The various free stages, or _théâtres à côté_, which give private performances at irregular intervals, also reserve a modicum of space in their répertoires for pieces of social revolt.

The _revues_ of the variety theatres and concert halls, in which the events of the year are criticised and caricatured with a freedom that often calls down the wrath of the censorship, particularly at Montmartre, are also far from a negligible influence in the direction of revolution.

In 1883 the socialist Clovis Hugues wrote, in an introduction to a volume by the refractory Léon Cladel: “The petrification of the republic in the bourgeois spirit does not prevent literature from being socialistic. It is unconsciously so, perhaps; but it is so. And this is the essential thing for the future.... Open a romance, no matter what one, attend a theatrical representation, no matter what one, and, so that you have the slightest aptitude for combining details, for surprising the idea in the fact, for following a philosophical train through an intrigue, you will be amazed at the quantity of socialism which emerges from this romance and that play. Has the author felt himself responsible towards the Revolution in writing his work? Not the least in the world. He has yielded to the mighty pressure of events, he has submitted to the historic fatalities of his time, the permanent influence of humanity in travail.... What signifies this transformation? It signifies that the philosophies soak down into literature; it signifies that the hour is at hand, since the idea incarnates itself involuntarily in the form; it signifies that the fourth estate is mounting, that justice is near.”

A round decade later (1894) A. Hamon, a friend of anarchy, wrote:—

“Read in the sheets which are the most hostile to the anarchists—such as the _Figaro_, the _Journal_, the _Gil Blas_, the _Echo de Paris_—the short stories, sketches, and chroniques of the Mirbeaus, the Bauers, the Descaves, the Paul Adams, the Bernard Lazares, the Ajalberts, the Sévérines, etc., and you will perceive that anarchist tendencies throng them. Follow the ‘_jeunes revues_,’ and you will observe that there is not, to speak in the large, a piece of verse, a story, a study of any sort whatsoever, which does not tend towards the destruction of what the anarchists qualify as social prejudice,—_la patrie_, authority, family, religion, courts of law, militarism, etc.

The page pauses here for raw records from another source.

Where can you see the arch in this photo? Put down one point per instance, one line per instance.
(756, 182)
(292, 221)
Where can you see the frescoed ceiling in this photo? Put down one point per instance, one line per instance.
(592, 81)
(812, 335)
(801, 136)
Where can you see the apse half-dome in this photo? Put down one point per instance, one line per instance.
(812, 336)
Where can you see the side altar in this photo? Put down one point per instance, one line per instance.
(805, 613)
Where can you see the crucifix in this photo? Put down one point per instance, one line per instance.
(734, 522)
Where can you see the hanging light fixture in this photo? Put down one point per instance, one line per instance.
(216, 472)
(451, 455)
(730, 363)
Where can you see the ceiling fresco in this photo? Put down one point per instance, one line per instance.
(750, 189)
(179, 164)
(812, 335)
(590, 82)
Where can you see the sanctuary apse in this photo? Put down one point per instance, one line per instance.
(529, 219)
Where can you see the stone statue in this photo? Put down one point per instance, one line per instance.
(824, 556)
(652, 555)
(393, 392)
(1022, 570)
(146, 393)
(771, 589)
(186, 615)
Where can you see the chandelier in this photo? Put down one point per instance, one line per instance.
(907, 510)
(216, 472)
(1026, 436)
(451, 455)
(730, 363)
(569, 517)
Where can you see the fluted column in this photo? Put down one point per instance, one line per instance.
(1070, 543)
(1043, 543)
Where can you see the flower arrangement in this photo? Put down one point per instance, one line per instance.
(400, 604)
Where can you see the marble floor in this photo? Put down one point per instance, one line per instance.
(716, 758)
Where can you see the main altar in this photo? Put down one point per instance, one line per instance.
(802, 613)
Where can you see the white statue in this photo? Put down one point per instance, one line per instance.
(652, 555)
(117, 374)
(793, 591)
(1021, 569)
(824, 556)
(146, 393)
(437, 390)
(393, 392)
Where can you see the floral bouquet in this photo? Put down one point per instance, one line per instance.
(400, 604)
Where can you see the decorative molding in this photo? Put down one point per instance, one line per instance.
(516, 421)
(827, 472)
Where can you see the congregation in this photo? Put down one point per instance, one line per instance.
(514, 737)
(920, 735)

“All the thinking men of this epoch,—savants, littérateurs, artists, etc.,—one may almost say all, so rare are those who imprison themselves in the ‘_tour d’ivoire_’ or who profess doctrines commendatory of the existing order,—all the relatively young men, I mean, who have attained their majority since 1870, have _libertaire_ inclinations. The result is a fervent propaganda under the most varied forms and in the most dissimilar _milieux_.”

Still later (1899) a declared opponent of anarchism, M. Fierens-Gevaert, wrote in his admirable social study, _La Tristesse Contemporaine_: “There are, to begin with, the militant anarchists,—a handful of wretched starvelings and lunatics, whose doctrine consists solely in listening to the instincts of the brute within them. There are, next, the unwitting or dilettante anarchists. These latter are legion. They are to be found in the highest grades of society. They even compose the intellectual _élite_ of their time. Every philosopher, novelist, poet, dramatist, and artist is to-day a latent anarchist; and very often he boasts of it.”

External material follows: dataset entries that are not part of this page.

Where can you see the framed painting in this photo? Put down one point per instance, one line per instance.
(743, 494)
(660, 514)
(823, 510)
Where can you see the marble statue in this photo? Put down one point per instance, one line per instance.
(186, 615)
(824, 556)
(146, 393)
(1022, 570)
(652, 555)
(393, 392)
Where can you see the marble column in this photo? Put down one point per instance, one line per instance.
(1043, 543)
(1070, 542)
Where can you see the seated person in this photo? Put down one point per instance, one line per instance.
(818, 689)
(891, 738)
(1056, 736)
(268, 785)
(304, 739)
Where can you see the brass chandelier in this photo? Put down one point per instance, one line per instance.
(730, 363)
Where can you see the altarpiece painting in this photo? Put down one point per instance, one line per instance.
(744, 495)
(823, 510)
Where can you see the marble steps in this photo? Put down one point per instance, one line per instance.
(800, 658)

Just how far this surprising situation is an heirloom of the four revolutions which France traversed during the last century, and just how far it is traceable to forces which have entered from without,—to Nietzsche and Schopenhauer, Darwin and Spencer, Leopardi and the pleiades of Russian and Scandinavian innovators,—it is not necessary to determine. The really significant thing is that the intellectual and social conditions which have produced Anatole France, Descaves, and Mirbeau in France have likewise produced Björnson, Brandès, and Strindberg in Scandinavia, Maxim Gorky in Russia, Hermann Heijermanns in the Netherlands, Gerhardt Hauptmann in Germany, Camille Lemonnier in Belgium, Gabriel d’Annunzio in Italy, and José Echegaray in the Biscayan Peninsula; and it is only by keeping well in mind the intensity and the scope of this world-movement of revolt that the dynamic value of French revolt can be properly estimated.